How to compare two DateTime strings and return difference in hours? (bash shell)

Tag: linux , shell , unix Author: gverhgrtjrjrtj656k Date: 2011-10-28

I can do that in php with the following code:

$dt1 = '2011-11-11 11:11:11';
$t1 = strtotime($dt1);

$dt2 = date('Y-m-d H:00:00');
$t2 = strtotime($dt2);

$tDiff = $t2 - $t1;

$hDiff = round($tDiff/3600);

$hDiff will give me the result in hours.

How do I implement the above in bash shell?

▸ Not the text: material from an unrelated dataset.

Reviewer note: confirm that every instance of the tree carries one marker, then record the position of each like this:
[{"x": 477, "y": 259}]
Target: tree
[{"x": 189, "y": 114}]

This is pretty hard to do in most shell environments. I'd stick to a php script if that's what you're already comfortable with. Perl and Python are also good at this sort of thing.

Best Answer

You could use date command to achieve this. man date will provide you with more details. A bash script could be something on these lines (seems to work fine on Ubuntu 10.04 bash 4.1.5):

#!/bin/bash                                                                                                                                                   

# Date 1
dt1="2011-11-11 11:11:11"
# Compute the seconds since epoch for date 1
t1=`date --date="$dt1" +%s`

# Date 2 : Current date
dt2=`date +%Y-%m-%d\ %H:%M:%S`
# Compute the seconds since epoch for date 2
t2=`date --date="$dt2" +%s`

# Compute the difference in dates in seconds
let "tDiff=$t2-$t1"
# Compute the approximate hour difference
let "hDiff=$tDiff/3600"

echo "Approx hour diff b/w $dt1 & $dt2 = $hDiff"

Hope this helps!

comments:

Found this probably about the same time you posted: unix.com/tips-tutorials/…